Kurz vor drei am Nachmittag wache ich auf, starte die Waschmaschine, bügle, lese, starre aufs Smartphone, der Tag ist vorbei, um vier ist es fast schon Nacht. Ich zappe durch die Kanäle, bleibe um Mitternacht bei Tarkowskis traumverlorenem Stalker hängen, dass so was noch im öffentlichen Fernsehen ausgestrahlt wird, nach all den Jahren. Aber wenigstens ein halbwegs befriedigender Tagesausklang.
Am nächsten Morgen bin ich früh raus, in der Straßenbahn schließe ich die Augen, rufe mir die letzte Nacht noch einmal zurück. Die Musik im Club, die Gespräche mit ein paar flüchtigen Bekannten, Emmi, den nicht stattgefundenen Sonnenaufgang. Ich öffne die Augen, räuspere mich, setze mich auf, richte die FFP2-Maske, die in den Öffis noch immer Pflicht ist. Ich bin der Einzige, der an der nächsten Haltestelle aussteigt.
Im Archiv sind die Gänge dunkel. Auf den Korridoren wird Licht gespart, in den Büros ist es taghell, ich werde das nie verstehen.
Magda biegt um die Ecke. FFP2-Maske mit Blümchen.
»Marc, gut, dass ich dich treffe. Wollte dich schon gestern zu mir bitten. Hast du meine Mail nicht gelesen?«
Dieses Säuseln. Sie liegt am Abend mit ihrem Hund im Bett und postet das fast täglich mit dümmlichen Hashtags wie #cuddletime. Da habe ich lieber ein leeres Bett neben mir.
»Doch«, lüge ich, »ich wollte noch antworten.«
Magda hebt die Brauen, blickt über ihre rote Brille, schüttelt die plissierten Haare (plissiert, sagt man das so?), macht kehrt. Ich trotte ihr nach. Wird auch immer breiter, denk ich mir, frustrierte Knackwurst im Bleistiftrock. Tonnenrock. Was bin ich für ein Sexist.

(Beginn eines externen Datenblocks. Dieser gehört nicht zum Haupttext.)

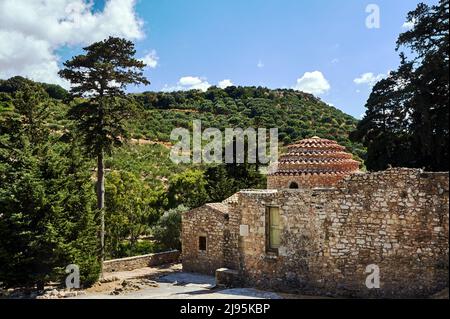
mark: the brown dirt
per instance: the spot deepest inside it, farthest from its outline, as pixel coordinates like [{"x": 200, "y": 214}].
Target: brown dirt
[{"x": 113, "y": 280}]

Sie wird mir sagen, dass ich ab März keinen Job mehr habe, Umstrukturierung aller Institutionen, die mit Film zu tun haben, Synergien, Einstellung eventuell wieder in einem Jahr, bla bla, alles Dinge, die ich längst schon weiß. Was soll das Gespräch? Die Archiv-Hilfsarbeiter mit befristetem Vertrag trifft es bei Fusionen eben als Erste. Ich verstehe ja, dass es Sinn macht, die Institutionen zusammenzulegen, wofür braucht das kleine Österreich ein Filmarchiv, das an drei teuren Standorten in der Wiener Innenstadt Archiv, Kino, Verlag, Filmbuchhandlung und Café umfasst, dazu ein Außendepot in Laxenburg, daneben ein mit dem Filmarchiv konkurrierendes Filmmuseum, das kein Museum, sondern ebenfalls ein Archiv mit angeschlossenem Kino ist, sowie drittens eine Filmakademie, die ebenfalls eine historische Abteilung inklusive Filmarchiv und Kinosaal besitzt. Logisch, dass der Staat all diese von ihm subventionierten Betriebe jetzt zusammenführt, um Personal- und Sachkosten zu sparen. In dem modernen Kasten aus Glas und Beton, in dem gerade die Böden verlegt werden, würden dann alle Institutionen unter dem Dach eines neuen Universitätszentrums für Filmwissenschaften Platz finden, sie bekämen einen einheitlichen wissenschaftlichen Anstrich, statt fünf Führungskräften würde es einen einzigen von der Uni nominierten Leiter geben und eben einige Mitarbeiter weniger.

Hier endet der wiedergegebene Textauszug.